Alternate Title: +1
The Twilight Zone drops acid, trips the light fantastic and does the Time Warp again in this existential science fiction suspenser from IFC Midnight and the man behind the Last House on the Left remake – Dennis Iliadis.
After introducing us to our admittedly bland leads that as FEARnet pointed out are essentially comprised of horror movie archetypes, Iliadis and scripter Bill Gullo (who penned the screenplay based on Iliadis’s original idea) mix things up for the better.
Employing the metaphysical for the film’s turn of the events – after some sort of unidentifiable cosmic debris crash lands to Earth and sparks a strong electrical current, movie madness ensues.
While the intermittent blackouts that first arise are annoying enough, eventually the intergalactic phenomena moves from mood lighting to the sudden appearance of doppelgangers as one by one, everyone present at the wildest party of the year find themselves coming face-to-face with uninvited guests that look exactly like each one of the inebriated revelers.
What was intended to celebrate the start of summer vacation and those returning from far-away university life back to their old stomping ground escalates into something different altogether over the course of a few hours.
Attempting to break up the horror with stereotypical horror movie humor, Plus One opts for a clever play on gratuitous genre sex by introducing the arrival of a double after our hero David’s obligatory comedic sidekick (Logan Miller) somehow scores with a girl way out of his league (Melanie Hall) and is stunned by her sudden reappearance next to him after she’d just left the room to take a shower.
While initially terrified by the sudden arrival of their mirror images who seem to be following the footsteps they’d taken fifteen minutes earlier, the first small group of characters who identify the doubles all react to the phenomena in very different ways from murder to using the impossible discovery to their advantage.
Having unintentionally screwed up what should’ve been a romantic reunion with his girlfriend Jill (Ashley Hinshaw) at the start of the film in a teasing foreshadow of the “doubles” that would follow when he surprises the wrong girl from behind, Rhys Wakefield’s David tries to use his double to win her back by anticipating her every thought in a conversation that had previously resulted in heartbreak.
While David’s scenes with Jill immediately remind viewers of a Gen Y variation of Bill Murray trying to seduce Andie MacDowell in Groundhog Day, fortunately the film has much more on its mind than cheap Back to the Future gimmickry.
Though ultimately the idea for the film is light years more impressive than Plus's overall execution as it gets bogged down with characters by going in far too many directions at once and spending way too much time with some very unlikable, narcissistic partiers, overall it’s a great showcase for the filmmaker given his ability to play with horror conventions in surprising ways.
While I applaud the film’s ambition to break from the status quo, Plus One may have worked much better as a live action short as it can’t sustain the inventiveness of its plotline for the full feature run time.

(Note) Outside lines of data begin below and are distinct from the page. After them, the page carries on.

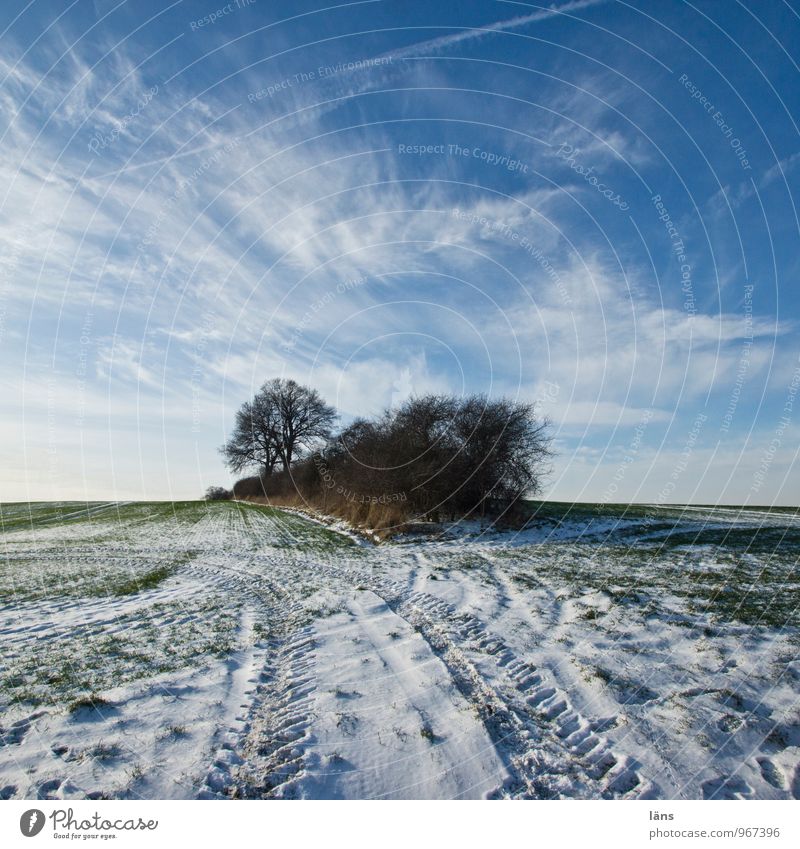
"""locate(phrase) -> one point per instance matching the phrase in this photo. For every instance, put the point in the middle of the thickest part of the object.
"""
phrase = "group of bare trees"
(283, 419)
(433, 457)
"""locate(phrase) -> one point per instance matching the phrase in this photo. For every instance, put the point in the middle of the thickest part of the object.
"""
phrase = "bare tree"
(282, 419)
(254, 441)
(303, 417)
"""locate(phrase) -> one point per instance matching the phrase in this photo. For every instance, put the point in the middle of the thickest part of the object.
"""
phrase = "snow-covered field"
(227, 650)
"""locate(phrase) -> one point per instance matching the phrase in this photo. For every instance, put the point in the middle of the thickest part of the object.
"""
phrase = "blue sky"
(592, 206)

More specifically, the way it devolves into a violent mob attack and unconvincingly segues into a convenient wrap up makes us long for its clever first act and original focus on only a handful of characters before losing itself in the chaos of everyone freaking out.
At the same time, even if its guise as a thinking horror movie goes out the window somewhere during the freewheeling third act, as a writer I appreciated the way that Gullo playfully called out our hero’s inability to change in the opening scenes and then spent the rest of the film forcing him adapt to change.
Ultimately doing its best to keep us distracted with eye candy from its emphasis on pretty people partying via a vibrant, pulsating, colorful visual sweep that called to mind Doug Liman’s Go, Plus One is visually heightened with its glow-stick aesthetics and pops of color amid the darkness of such a crazy night.
A veritable smorgasbord of science fiction homage, although there’s a great film to be found at the core of Plus One, unfortunately the one that made it to the screen wasn’t it. And although it starts strong, by not fully committing to the exploration of its doppelganger plot twist, Plus One is an impressively imaginative yet ultimately half-successful work that is altogether more fun to describe to others than it is to watch for its entire 95 minute running time.